If you’re looking for a water-repellent, breathable, high-performance belay jacket the Patagonia AlpLight Down Jacket is certainly a strong contender to keep you comfortable on your next mountain adventure, and it packs down small. It’s got the Patagonia eco-credentials and feels true to size but those who want a slightly roomier jacket should opt to size up.
- Very lightweight
- Packs into own pocket
- Handy harness loop
- Not super warm
- Style won’t suit everyone
- Not water resistant
Patagonia Women’s AlpLight: first impressions
The Patagonia Women’s AlpLight is a new lightweight down jacket for women, ideal for both belaying at the crag, hauling along on multi-pitch climbs and moving fast through the mountains, where it can be worn as an extra mid layer for those changeable conditions. But how does it match up to the best women’s down jackets and puffers?
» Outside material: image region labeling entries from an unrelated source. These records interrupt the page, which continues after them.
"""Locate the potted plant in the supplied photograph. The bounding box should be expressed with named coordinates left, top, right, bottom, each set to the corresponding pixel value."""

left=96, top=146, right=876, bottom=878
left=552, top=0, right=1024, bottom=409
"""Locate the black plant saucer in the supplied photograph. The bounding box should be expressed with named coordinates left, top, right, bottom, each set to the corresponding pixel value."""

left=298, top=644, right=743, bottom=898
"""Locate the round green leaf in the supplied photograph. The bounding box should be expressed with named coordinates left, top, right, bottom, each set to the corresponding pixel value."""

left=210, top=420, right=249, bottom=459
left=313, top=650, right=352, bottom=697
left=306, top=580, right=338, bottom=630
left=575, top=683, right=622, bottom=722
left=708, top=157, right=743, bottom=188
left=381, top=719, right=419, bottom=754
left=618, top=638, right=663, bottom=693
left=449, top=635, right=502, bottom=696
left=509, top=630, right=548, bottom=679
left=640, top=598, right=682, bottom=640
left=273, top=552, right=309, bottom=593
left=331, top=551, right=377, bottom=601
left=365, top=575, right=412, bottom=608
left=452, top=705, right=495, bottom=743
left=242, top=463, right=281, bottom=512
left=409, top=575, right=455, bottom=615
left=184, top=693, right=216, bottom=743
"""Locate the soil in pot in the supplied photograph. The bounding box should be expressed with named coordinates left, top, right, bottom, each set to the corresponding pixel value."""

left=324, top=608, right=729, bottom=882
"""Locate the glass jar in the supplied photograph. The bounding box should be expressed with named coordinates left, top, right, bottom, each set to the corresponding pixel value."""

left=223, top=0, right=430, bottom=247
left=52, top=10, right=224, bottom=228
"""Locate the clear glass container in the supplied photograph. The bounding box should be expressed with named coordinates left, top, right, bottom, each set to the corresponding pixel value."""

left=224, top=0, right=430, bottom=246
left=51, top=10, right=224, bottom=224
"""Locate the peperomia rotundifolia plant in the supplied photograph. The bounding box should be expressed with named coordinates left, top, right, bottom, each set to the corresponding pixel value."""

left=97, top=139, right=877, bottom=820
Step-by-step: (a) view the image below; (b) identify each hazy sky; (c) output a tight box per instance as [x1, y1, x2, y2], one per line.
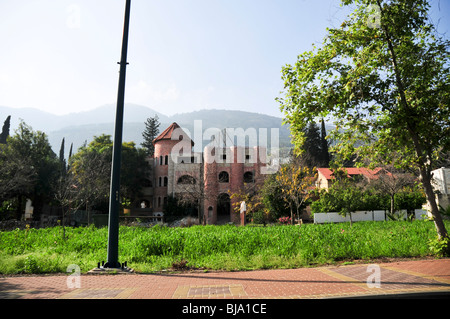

• List price: $299 (US) / £280 (UK) / €280 (EU)
• Fill: 800-Fill-Power Advanced Global Traceable Down
• Shell: Recycled Nylon with PFC-Free DWR
• Lining: Recycled nylon ripstop made from recycled fishing net
• Sizes: XS–XL
• Weight (UK 10): 217g / 7.7oz
• Colors: Dark Ruby / Float Blue / Smoulder Blue
A versatile layer for climbing, this highly packable jacket can be easily clipped onto the back of a harness and then unzipped during multi-pitch adventures for use during cold and draughty belays.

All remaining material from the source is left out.